The ultimate aim is to meet the specifications of future 5G and radar systems aiming for wider bandwidth and higher-resolution images, respectively. Besides IBM (Switzerland), the program will be conducted by Fraunhofer IAF (Germany), LETI (France), Lund University (Sweden), University of Glasgow (UK) and the Tyndall National Institute (Ireland).
There will be two phases to the program led by IBM and Lund University, with IBM concentrating on prototyping conventional planar transistors with III-V channels, whereas Lund University will investigate the feasibility of vertical III-V transistor channels.
"First the partners will decide together whether the horizontal or vertical transistor prototypes are the most promising," IBM scientist Lukas Czornomaz told EE Times in an exclusive interview. "Then we will work together to deliver an RF [radio frequency] test circuit, such as a PA [power amplifier] by the end of the three-year program."

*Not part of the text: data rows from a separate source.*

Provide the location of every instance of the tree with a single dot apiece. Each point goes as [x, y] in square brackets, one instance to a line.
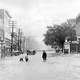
[56, 35]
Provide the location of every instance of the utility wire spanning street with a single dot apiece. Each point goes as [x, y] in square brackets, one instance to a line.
[64, 67]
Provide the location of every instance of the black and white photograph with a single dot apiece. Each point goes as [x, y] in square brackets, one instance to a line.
[39, 39]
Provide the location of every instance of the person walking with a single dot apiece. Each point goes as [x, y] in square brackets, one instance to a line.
[44, 55]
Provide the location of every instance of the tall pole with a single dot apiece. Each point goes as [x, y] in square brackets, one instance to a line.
[19, 39]
[12, 34]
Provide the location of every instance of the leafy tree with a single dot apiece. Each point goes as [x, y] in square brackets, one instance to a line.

The way IBM's process works is by what they call "template-assisted selective epitaxy." They grow an oxide wire where they want the III-V transistor channel to eventually be for a gate-first CMOS-compatible III-V FinFETs on silicon substrates. Next they coat the nanowire with the III-V material so that it only touches the substrate in just a nanoscale or even angstrom-scale area. Lastly, they removed the oxide from inside the III-V coated nanowire, thus resulting in a III-V nanotube transistor channel in precisely the correct position.